Generally speaking we go into reformist and centrist organizations in order to win their membership for our program, we go in to disentregate these brakes on the workers movement, not to build them but to break them.

    Our perspective. Leaving all members in the CCYM who are already there with a view to build up the Bunch at an increased rate of speed and to open up more political propaganda in the CCYM with a view to laying the basis of a split towards forming a revolutionary youth organization. Those members who cannot get in the CCYM—their case can be discussed on the basis of their individual merits.
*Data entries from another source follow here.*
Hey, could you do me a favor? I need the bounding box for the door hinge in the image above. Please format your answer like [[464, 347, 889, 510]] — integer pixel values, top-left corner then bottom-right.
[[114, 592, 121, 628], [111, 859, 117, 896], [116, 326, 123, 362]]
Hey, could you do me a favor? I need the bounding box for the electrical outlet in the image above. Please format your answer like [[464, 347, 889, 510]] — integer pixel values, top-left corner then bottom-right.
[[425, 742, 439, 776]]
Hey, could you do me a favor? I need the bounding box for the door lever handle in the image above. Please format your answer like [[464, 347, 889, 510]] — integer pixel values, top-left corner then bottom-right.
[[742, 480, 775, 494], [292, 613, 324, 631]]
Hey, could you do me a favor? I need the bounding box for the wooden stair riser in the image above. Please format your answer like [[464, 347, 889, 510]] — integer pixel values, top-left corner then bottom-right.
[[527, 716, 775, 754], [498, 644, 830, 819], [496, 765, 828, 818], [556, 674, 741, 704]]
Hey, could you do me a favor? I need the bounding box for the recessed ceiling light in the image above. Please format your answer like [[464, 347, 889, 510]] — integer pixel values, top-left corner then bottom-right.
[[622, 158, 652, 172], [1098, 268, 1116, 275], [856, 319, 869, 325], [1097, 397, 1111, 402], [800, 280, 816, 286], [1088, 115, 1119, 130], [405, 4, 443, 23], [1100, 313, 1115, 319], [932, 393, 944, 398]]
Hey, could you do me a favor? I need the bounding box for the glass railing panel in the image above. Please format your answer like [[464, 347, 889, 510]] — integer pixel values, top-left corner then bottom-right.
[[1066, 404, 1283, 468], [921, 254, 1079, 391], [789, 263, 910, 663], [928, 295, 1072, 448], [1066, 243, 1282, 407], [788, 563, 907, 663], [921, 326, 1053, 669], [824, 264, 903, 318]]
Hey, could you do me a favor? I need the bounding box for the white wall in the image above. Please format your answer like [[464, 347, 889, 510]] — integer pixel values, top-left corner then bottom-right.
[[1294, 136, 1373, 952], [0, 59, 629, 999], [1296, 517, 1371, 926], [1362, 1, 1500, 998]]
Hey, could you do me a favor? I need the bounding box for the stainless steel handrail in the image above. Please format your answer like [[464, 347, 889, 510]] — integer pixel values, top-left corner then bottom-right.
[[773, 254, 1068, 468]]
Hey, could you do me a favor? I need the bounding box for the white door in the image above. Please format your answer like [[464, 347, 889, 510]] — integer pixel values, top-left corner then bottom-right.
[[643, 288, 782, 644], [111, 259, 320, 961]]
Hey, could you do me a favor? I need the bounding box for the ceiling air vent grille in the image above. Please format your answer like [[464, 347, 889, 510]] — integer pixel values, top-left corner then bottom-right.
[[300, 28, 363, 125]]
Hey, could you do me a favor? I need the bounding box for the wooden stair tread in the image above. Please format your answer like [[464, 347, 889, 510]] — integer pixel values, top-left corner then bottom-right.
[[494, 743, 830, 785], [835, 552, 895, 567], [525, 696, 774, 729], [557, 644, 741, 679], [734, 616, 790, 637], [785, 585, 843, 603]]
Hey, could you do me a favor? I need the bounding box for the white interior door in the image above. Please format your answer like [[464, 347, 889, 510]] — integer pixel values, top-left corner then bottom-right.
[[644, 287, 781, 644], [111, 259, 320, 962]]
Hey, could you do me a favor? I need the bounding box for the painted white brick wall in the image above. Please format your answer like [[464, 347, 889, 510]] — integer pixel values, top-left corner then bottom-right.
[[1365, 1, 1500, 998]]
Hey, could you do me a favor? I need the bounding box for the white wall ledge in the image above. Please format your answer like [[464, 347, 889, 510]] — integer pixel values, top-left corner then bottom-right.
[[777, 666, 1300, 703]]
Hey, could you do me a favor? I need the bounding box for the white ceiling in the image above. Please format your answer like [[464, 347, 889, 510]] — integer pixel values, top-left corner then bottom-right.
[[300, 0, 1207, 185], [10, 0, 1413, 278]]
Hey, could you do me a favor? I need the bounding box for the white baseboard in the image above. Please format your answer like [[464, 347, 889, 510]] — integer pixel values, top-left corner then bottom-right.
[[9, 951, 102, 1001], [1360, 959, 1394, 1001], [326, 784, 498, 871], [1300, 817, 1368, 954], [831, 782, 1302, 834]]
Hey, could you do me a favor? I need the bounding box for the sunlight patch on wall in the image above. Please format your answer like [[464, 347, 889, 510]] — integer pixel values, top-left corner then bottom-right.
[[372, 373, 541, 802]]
    This is not a complete thesis but more of a more of a skeleton form of what ("we propose”—deleted) (should be done.) We enter into reformist organizations and centrist groupings because they have a mass following and are attracting the young workers who are rebelling against capitalism and on the other hand because we are a comparatively isolated grouping. We enter in order to win as large a number of recruits as possible to our program and in order to do this we must be able to carry on in comparatively open manner our propaganda. As this will entail a struggle with the right wing it is easily seen that the success of our tactic depends on the fact that a left-wing current coming towards a marxist position is in existence, that is a definite left-wing perhaps not openly organized but nevertheless in existence as tendency that can be discerned. The reason for this, is that we must have some base from which to work, not only after we get in but also on which to (base) our actual entry on.-so that we have some “native” base from which to work against the bureaucracy. As soon as we begin to work in a reformist or centrist organization, the right wing immediately tightens up and organizes its forces against us and unless we have a native base from which to work it is almost inevitable that they will succeed in their attacks against us.

    With these things in view let us look at the CCYM, quite objectively and analyse (…) it and our experiences since we entered in July. The CCYM is not a growing mass organization of the youth, in fact it is disentragrating. We base our judgment not on this or that individual happening but on the general tendency of the movement. And here we must record the fact that the CCYM is at the present time and has been for the past period been disentragrating and shows no immediate possibilities of checking this. At least there are no signs on which we can base ourselves to say that the CCYM will begin to grow rapidly. Perhaps some indulging in wishful thinking will say that the CCYM is bound to grow and that we must orient ourselves accordingly. This is a fallacy, we must base ourselves on fact not on our imagination. The CCYM at the present time presents little possibility for open propaganda even in elementary programs There was no left-wing to base our work on and such does not exist even now outside the Bunch and herein lies the root of our difficulty. That is why entry was premature and also why we failed to be admitted into the CCYM.